The bidding process for the Kenyan SNO has been thrown into chaos after it was cancelled by the Minister Raphael Tuju. On Monday morning last week, the Kenyan regulator CCK sent a press release to newsrooms announcing that the ceremony would proceed as planned. Hours later, a second advisory was hurriedly sent to the press cancelling the event.

It was not until Thursday that Tuju publicly admitted that he had indeed ordered the cancellation of the event, after receiving several representations alleging impropriety in the tendering process.

One of the difficulties of the tendering process has been the stability of the consortia involved. Care had to be taken to obviate the problems which have bedevilled the Third Mobile operator, where the winners of the licence are yet to hit the road, mainly due to disagreements between members of the Consortium over the raising of agreed funds.

It is understood that in the process of these enquiries, cases emerged where some key members of the consortium disowned their alleged partners. In turn, this created a great deal of anxiety among the competitors, because those whose bids had problems came to know about them in advance.Thus, the bidders who had disagreements with their fellow consortium members mounted a major campaign to have the announcement of the winner postponed.

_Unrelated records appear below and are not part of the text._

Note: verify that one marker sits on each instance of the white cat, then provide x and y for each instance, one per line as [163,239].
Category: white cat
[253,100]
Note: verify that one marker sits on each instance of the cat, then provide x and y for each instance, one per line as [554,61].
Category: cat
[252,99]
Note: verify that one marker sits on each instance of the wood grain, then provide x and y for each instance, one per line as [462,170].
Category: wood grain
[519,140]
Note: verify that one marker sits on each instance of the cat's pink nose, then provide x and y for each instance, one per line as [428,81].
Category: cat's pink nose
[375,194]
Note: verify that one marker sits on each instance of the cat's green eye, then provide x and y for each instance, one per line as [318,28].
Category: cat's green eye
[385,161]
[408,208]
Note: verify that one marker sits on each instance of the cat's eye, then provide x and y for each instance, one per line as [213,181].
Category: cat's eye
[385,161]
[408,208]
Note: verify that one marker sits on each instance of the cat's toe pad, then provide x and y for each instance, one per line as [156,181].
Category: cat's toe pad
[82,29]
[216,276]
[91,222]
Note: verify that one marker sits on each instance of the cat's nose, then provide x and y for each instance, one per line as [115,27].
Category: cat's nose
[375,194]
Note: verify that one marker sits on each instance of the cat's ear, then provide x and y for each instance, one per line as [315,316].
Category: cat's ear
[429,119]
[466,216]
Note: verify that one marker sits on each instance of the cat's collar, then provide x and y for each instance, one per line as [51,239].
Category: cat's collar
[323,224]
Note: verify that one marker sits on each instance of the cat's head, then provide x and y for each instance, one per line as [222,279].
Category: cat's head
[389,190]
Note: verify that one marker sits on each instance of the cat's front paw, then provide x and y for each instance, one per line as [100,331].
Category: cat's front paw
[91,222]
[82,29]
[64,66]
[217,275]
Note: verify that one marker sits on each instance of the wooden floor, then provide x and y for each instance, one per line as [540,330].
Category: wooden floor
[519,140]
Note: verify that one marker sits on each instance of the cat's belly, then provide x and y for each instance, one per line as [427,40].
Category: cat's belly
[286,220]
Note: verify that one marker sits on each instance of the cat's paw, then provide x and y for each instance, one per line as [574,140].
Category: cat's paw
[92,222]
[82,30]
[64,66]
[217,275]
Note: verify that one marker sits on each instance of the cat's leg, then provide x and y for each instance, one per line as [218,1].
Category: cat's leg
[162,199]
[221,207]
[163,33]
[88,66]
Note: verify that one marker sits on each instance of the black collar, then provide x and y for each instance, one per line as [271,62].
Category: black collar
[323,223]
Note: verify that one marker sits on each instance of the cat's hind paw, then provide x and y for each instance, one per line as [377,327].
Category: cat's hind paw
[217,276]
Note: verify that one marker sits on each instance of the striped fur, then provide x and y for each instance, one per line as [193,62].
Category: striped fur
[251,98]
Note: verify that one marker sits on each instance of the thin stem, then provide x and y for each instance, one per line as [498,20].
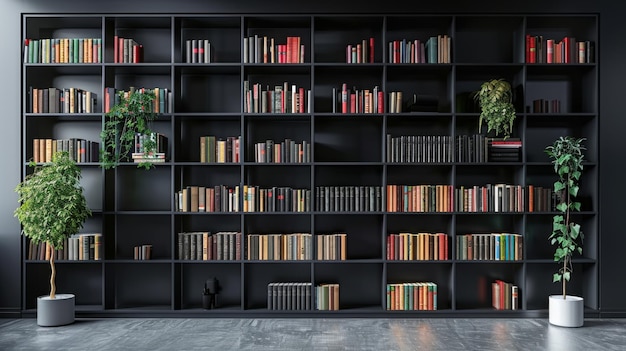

One of these consortium disagreements has already gone to court. Wildstream Communications Ltd wants Telecommunication Consultants of India stopped from taking part. It says that Telecommunication Consultants was its partner before it withdrew from the consortium and joined other partners contrary to an agreement signed last year.

On Tuesday last week, Chacha Odera argued before High Court judge Onesmus Mutungi that the application filed by Wildstream Communications be dismissed because the plaintiff had not provided enough evidence to prove it would be damaged if it lost the international tender advertised by the Government. Odera informed the court that Wildstream Communications must provide a security of Sh200 million, which it had failed to do.

The fact that the Treasury had reduced the reserve price for the licence from Sh3.8 billion to Sh2 billion dollars was turned into ammunition to shoot the process down. Having only been appointed to the ministry recently, and figuring that he needed more time to asses the complaints, Mr Tuju decided to act.